The five chapters of Part III discuss the villa and its contents. Mantha Zarmakoupi uses digital reconstructions to describe the gardens and peristyles of the villa. She emphasizes the importance of the sound of water from the gurgling fountains that must have permeated the house and gardens. Valerio Papaccio discusses the inlaid marble floors, those that survive and others known only from drawings or paintings. One of the photographs (9.7), showing the rock tunnel receding into the distance, is evocative of what it must have been like to excavate here in the 18th century (see also fig. 13.6). Based on the dating of the floors, he proposes a date for the villa between 40 and 20 BC. Domenico Esposito discusses the paintings and stucco that decorated the walls, and suggests that they too support a date in the third quarter of the first century BC, or 40-25 BC. Here again, careful explanations allow the reader to understand where in the villa each surviving fragment originates.
A chapter on the sculpture and furnishings of the villa is by far the longest essay. The author, Christopher Hallett, believes that this was not a “sculpture collection,” but rather an assemblage of objects acquired by the owner more like pieces of furniture to decorate his villa than artworks. On the other hand, Hallett singles out various themes, such as that in the library that was graced by herms and busts of Greek literary figures, including some, like Demosthenes, that were repeated several times. Portraits of Hellenistic rulers, including Seleukos I of Syria (cat. 31) and Demetrios Poliorketes, king of Macedon (cat. 38), were found in the peristyle garden. The library of scrolls itself was perhaps surprisingly modest, but would have been typical of country villas where the works of the masters would be discussed by the owner and his intellectual friends. The owner himself must have been an Epicurean, given that the library was that of the Epicurean philosopher Philodemus of Gadara, and also because of the predominance of portraits of Epicurus (see cats. 8 and 9). The texts themselves are discussed in more detail in the following chapter by David Sider.

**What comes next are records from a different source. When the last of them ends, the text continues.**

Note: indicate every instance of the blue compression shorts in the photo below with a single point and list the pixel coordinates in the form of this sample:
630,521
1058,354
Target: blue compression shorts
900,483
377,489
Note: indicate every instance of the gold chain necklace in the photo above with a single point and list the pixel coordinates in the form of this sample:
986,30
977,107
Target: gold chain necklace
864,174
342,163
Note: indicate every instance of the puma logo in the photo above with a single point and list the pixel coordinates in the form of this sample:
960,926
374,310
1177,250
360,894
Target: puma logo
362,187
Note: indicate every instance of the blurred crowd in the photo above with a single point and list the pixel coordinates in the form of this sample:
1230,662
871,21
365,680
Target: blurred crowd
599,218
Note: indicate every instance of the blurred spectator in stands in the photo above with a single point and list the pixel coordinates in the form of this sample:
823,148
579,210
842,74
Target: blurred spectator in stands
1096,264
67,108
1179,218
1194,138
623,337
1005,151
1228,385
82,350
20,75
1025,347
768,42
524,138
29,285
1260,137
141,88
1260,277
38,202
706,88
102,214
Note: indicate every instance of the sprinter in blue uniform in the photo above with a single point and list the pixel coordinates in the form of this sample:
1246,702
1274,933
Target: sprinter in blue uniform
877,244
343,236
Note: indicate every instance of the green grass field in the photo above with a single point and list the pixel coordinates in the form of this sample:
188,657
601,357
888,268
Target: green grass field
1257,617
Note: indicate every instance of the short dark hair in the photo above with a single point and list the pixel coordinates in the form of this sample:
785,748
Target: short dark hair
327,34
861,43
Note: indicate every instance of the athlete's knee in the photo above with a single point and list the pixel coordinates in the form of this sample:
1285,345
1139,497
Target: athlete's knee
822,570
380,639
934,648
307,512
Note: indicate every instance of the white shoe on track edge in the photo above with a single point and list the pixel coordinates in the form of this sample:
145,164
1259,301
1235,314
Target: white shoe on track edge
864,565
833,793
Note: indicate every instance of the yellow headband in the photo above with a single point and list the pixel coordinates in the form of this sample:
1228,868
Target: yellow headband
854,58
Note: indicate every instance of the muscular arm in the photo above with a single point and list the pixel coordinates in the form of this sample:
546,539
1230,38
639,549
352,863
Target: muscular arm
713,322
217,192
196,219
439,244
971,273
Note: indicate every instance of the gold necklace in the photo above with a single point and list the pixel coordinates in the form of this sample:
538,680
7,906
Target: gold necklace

Part IV of the book has four chapters on the recent approaches to the study of the villa. Domenico Camardo discusses excavations at the site from the 1990s to 2008. All tunneling and digging had ceased in 1764 upon the death of Karl Jacob Weber, and the only knowledge of the villa and its finds was based on the remains in the Naples Archaeological Museum and the plan drawn by Weber, also housed in the museum. New excavations began in the 1980s, and especially in the ’90s, and were then renewed in this century. Much knowledge has been gained, such as the fact that the villa had at least two floors below the piano nobile. After following the Bourbon tunnels, a good deal of archaeological work in the open has allowed a remarkable understanding of the side of the villa toward the beaches and has revealed beautifully decorated architecture, some of which was being restored when the volcano hit.
Some remarkable finds from the excavations of 2007 are described by the excavator, Maria Paola Guidobaldi. At least three tripods and two straight-legged tables made of wood were covered with carved ivory veneer. The refined relief decoration includes a kalathiskos dancer, cupids, statues of Priapus, and a satyr with the baby Dionysus.
The topics of the chapters, then, range from the rediscovery in the 18th century to the details of the villa and its contents, including recent approaches to the study of the complex. Then follows a fully illustrated catalogue of 51objects, mostly sculpture but also individual frescoes, some of which had not been well published before. Especially remarkable is a comparison of the printing history of fragments of the heads of Silenos and Medusa in the Antichità di Ercolano with the less well known Disegni Intagliati (cats. 47-50). Other entries include the plan of the Villa dei Papiri by Weber (cat. 1), and the papyrus-unrolling machine invented by Father Piaggio (cat. 5). Among the bronze sculptures are the portraits of Epicurus and Demosthenes, the running piglet, the so-called Herculaneum Dancers, and busts of the Doryphoros and an Amazon (cats. 8-9, 11, 12, 20-21, 29-30) and many others. Unfortunately, the entries are not individually listed in the table of contents, thus making it difficult to find specific items except by thumbing through the book. That omission seems to this reviewer to be the chief drawback. Also, while there is a discussion of the restoration of bronzes and the making of bronze copies (p. 26), there is little mention of the industry of making copies of marble statues and other marble decorations in the villa. The efforts of sculpture restorers like Bartolomeo Cavaceppi and later Vincenzo Pacetti to make marble copies and derivatives of famous newly discovered sculptures, and restorations from fragments, would have added a useful dimension to the volume.3
The illustrations are sumptuous throughout. Not only photographs but also plans are revealing; even for those who are already familiar with many or most of the sculptures, it is stunning to look at the gatefold plan (pp. 138-139) showing the findspot of each piece. The price of the volume, which must have been heavily subsidized by the Getty, is extremely reasonable. The book is easily accessible and free of jargon, thus making it useful for students and scholars alike. It is an enormous contribution to the literature on Herculaneum in general and on the Villa dei Papiri in particular, and will be a crucial source for all future research on these and related topics.
1. Christopher C. Parslow, Rediscovering Antiquity: Karl Weber and the Excavation of Herculaneum, Pompeii, and Stabiae (New York 1995); Mantha Zarmakoupi, Designing for Luxury on the Bay of Naples: Villas and Landscapes (c. 100 BCE-79CE) (Oxford 2014); and Maria Paola Guidobaldi and Domenico Esposito, “New Archaeological Research at the Villa dei Papiri in Herculaneum,” in Mantha Zarmakoupi, The Villa of the Papyri at Herculaneum: Archaeology, Reception, and Digital Reconstruction (Berlin 2010), pp. 21-62.
2. Recueil d’antiquités égyptiennes, étrusques, greques e romaines (Paris 1752-67).
3. History of Restoration of Ancient Stone Sculptures, ed. Janet Burnett Grossman, Jerry Podany, and Marion True (J. Paul Getty Museum 2003).